Recomendação de um ponto de corte (cutpoint), baseado na evidência produzida por um follow-up de 135 pessoas com insuficiência cardíaca, ao longo de 3 anos e meio, do nível de adesão ao regime medicamentoso (88%) necessário para obter bons resultados clínicos (28).

Na redefinição e qualificação dos profissionais face aos novos desafios, verifica-se uma reconfiguração do desempenho tradicional dos enfermeiros, para novas tendências. Nos Estados Unidos, Canadá, Nova Zelândia e Reino Unido surgem as nurse practitioners, que assumem algumas prescrições medicamentosas e exames de diagnóstico; na Alemanha as

community nurses que, com alguma semelhança ao grupo anterior, asseguram, através de

visitas ao domicílio das pessoas, a prestação de cuidados de saúde primários, sobretudo em zonas rurais; as liaison nurses existentes em alguns países da Europa, nomeadamente no Reino Unido, tomam à sua responsabilidade o cuidado e acompanhamento pós internamento, no regresso a casa, em processos de reabilitação, supervisão da gestão da medicação, educação e orientação em situações que vão desde a parentalidade, às situações pediátricas, oncológicas, cardíacas, etc; case managers, nem sempre enfermeiros, coordenam os serviços de apoio a pessoas com doença crónica, que têm uma situação social ou clinicamente complexa, avaliando as necessidades, desenvolvendo planos de cuidados, facilitando a acessibilidade aos serviços de saúde, monitorizando a qualidade do contato, mantendo-se em contato com a pessoa e sua família.
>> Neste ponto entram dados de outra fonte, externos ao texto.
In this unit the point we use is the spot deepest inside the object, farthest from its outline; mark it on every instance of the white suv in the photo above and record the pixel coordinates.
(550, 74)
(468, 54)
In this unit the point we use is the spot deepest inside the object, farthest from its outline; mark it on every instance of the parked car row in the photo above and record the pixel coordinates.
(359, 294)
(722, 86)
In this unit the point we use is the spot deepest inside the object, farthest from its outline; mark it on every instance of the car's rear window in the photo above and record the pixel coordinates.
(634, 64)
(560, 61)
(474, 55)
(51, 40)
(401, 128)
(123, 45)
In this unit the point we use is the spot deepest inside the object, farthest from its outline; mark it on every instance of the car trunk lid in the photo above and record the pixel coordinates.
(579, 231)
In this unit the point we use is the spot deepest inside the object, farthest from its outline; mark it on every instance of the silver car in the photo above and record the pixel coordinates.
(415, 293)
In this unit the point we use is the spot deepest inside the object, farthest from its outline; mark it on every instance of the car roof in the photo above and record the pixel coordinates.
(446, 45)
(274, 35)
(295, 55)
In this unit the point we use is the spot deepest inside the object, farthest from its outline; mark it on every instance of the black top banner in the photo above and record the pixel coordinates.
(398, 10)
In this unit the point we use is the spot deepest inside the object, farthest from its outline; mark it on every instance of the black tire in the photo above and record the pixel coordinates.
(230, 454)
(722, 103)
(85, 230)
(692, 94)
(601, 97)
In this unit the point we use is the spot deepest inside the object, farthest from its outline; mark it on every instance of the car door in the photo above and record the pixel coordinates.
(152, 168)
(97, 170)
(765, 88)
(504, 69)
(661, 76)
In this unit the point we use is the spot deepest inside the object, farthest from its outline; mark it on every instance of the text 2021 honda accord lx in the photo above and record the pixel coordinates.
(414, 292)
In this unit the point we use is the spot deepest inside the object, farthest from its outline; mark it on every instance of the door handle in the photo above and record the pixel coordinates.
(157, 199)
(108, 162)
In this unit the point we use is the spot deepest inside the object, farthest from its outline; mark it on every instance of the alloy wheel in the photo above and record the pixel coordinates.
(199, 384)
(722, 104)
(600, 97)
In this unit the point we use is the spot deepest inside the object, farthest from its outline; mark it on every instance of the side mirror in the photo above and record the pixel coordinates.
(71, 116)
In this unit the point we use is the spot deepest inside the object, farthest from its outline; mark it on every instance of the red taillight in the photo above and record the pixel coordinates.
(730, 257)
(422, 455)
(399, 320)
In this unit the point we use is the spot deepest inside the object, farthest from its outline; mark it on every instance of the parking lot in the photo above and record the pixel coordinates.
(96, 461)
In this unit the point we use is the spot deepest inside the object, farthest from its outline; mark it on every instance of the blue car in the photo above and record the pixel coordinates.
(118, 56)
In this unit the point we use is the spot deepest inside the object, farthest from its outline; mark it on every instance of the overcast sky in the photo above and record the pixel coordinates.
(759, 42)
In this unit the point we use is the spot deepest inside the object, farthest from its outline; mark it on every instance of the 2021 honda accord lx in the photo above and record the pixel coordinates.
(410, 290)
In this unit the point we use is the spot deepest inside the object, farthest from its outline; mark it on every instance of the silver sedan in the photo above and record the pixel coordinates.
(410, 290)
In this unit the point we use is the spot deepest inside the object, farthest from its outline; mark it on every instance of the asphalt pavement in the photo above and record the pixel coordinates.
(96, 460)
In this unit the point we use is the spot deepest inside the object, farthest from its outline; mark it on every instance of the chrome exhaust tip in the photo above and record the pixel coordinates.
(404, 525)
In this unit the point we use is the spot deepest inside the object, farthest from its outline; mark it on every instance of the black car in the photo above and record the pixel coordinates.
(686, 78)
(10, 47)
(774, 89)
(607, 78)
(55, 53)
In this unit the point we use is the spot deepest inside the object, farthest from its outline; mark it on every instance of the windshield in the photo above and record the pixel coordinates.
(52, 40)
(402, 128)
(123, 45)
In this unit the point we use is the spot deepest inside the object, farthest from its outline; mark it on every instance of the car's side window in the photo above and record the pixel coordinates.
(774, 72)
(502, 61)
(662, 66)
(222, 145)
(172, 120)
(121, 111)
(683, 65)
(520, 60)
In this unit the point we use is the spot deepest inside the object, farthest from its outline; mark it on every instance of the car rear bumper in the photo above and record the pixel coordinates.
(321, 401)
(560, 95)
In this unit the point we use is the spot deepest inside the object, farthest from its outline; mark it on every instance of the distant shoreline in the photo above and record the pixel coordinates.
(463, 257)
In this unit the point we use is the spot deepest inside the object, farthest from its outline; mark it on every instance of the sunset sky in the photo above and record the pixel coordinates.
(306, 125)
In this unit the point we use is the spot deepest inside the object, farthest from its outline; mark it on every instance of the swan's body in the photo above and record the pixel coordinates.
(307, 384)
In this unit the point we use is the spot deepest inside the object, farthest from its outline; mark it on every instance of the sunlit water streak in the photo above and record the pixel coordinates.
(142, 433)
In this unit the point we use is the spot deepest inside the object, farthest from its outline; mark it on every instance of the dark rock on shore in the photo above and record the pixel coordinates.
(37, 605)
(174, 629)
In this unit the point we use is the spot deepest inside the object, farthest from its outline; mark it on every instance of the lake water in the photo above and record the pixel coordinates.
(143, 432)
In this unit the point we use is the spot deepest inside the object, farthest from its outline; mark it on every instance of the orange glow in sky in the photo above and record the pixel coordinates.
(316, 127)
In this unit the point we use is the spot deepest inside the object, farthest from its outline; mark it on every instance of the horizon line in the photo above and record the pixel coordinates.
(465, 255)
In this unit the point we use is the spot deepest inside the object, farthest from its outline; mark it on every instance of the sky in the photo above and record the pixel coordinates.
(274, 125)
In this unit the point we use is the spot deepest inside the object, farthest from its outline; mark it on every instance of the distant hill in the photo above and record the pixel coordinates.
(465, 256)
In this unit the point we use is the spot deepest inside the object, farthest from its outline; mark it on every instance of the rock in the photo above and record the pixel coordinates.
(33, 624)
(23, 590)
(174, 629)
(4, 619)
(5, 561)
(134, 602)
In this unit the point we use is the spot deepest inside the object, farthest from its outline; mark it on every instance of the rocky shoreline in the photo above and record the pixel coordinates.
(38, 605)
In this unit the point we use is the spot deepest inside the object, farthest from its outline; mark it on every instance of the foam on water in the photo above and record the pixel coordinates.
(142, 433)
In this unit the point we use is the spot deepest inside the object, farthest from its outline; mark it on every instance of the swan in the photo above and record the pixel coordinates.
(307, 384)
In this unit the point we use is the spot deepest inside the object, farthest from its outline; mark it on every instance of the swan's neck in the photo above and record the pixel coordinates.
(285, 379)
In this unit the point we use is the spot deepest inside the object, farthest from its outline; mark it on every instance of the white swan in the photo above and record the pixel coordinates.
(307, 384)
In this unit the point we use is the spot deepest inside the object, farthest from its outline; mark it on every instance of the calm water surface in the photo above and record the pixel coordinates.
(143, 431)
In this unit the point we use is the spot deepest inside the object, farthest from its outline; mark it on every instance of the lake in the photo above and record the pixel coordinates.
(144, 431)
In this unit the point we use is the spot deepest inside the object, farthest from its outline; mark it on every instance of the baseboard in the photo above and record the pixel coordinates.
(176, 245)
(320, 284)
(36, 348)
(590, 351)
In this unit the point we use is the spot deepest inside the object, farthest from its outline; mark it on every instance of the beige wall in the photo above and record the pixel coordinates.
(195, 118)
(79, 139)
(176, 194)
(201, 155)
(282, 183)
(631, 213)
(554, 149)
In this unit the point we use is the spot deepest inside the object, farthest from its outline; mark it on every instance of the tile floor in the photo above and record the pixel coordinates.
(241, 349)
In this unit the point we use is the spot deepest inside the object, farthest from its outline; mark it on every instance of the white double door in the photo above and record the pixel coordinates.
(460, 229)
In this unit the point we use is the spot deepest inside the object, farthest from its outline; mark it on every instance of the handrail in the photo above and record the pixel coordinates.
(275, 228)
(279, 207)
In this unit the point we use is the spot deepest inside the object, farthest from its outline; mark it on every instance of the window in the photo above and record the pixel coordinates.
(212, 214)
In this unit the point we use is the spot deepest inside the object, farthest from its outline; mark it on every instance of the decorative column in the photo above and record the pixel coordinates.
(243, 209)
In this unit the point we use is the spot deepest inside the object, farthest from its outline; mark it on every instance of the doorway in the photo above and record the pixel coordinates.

Muitos dos desenvolvimentos da enfermagem apontam num sentido de uma prática avançada centrada numa perspetiva economicista e centrados no controlo da doença, mais que nas respostas humanas aos processos de vida e de saúde e doença. Tem-se a noção que muitos dos doentes crónicos apresentam dificuldade na incorporação das recomendações terapêuticas (29) e, sobretudo, na sua integração no dia-a-dia. Sabe-se, também, que, se por um lado, este fenómeno está relacionado com fatores intrínsecos aos sujeitos, por outro lado também está relacionado com uma prática profissional que não valoriza o “…saber da pessoa

relativamente aos processos de vida e de transição, que constitui uma base substancial do conhecimento que o enfermeiro usa para lidar com a situação” (30 p. 31).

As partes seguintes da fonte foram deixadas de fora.